Güzelim Yunus, canların canı Yunus, sevgili Yunus ne diyor kulak verelim:
“Miskin Yunus, sen seni bir adam mı sanırsın,
Halini miktarını bil drlerse ne dersin”.
Eleştiri ve yargılama kamçılarını “ben kendimi ezdirmem” diye şaklatanlara en güzel cevabı Nakşi Hazretleri ne güzel veriyor.
“Eller yahşi, biz yaman
Eller buğday , biz saman”
O günkü Türk dilinde yahşi, güzel, yaman çirkin demek.

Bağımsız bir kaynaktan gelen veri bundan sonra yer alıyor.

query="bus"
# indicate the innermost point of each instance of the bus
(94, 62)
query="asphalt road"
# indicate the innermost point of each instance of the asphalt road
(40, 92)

Sayın Özden Çiçek, tarih boyunca bu böyle oldu. Kamçılar hep şakladı. Bugün de bazılarımızın sırtında şaklıyor. Bazı kimseler kendilerini o kadar büyük, o kadar yüce, o kadar yukarılarda görüyorlar ki kamçılarının verdiği acıyı, ıstırabı, gözyaşını, uykusuzluğu hiç düşünmeden bunlar benim en doğal hakkım diyorlar. Otuz yıl önceydi. Her cumartesi gecesi amme idaresi metod organizasyon profesörü Edip Atan Beyefendi’nin Fevzi Çakmak’taki evinde toplanırdık. Bazan oraya Paşa Dede Hazretleri de gelirdi. Paşa Dede Hazretleri hayat boyu gördüğüm en hassas, en ince, en zarif insanlardan biriydi. Sanki edebin, canlı bir örneği idi. Negatif sıfatları olan bir insanı anlatacağı zaman örnek olarak kendini gösterirdi. “Benim gibi tembel olmayın” derdi. “Benim gibi duyarsız olmayın” derdi. Hayatı boyunca hiçkimseyi yediden yetmişe ne yargıladı, ne eleştirdi. Sadece iyi olanı, doğru olanı, güzel olanı söyledi, müspet olanı söyledi. Çünkü Peygamber Efendimiz şöyle emir buyuruyor “Ya hayır söyle, yahut sus”.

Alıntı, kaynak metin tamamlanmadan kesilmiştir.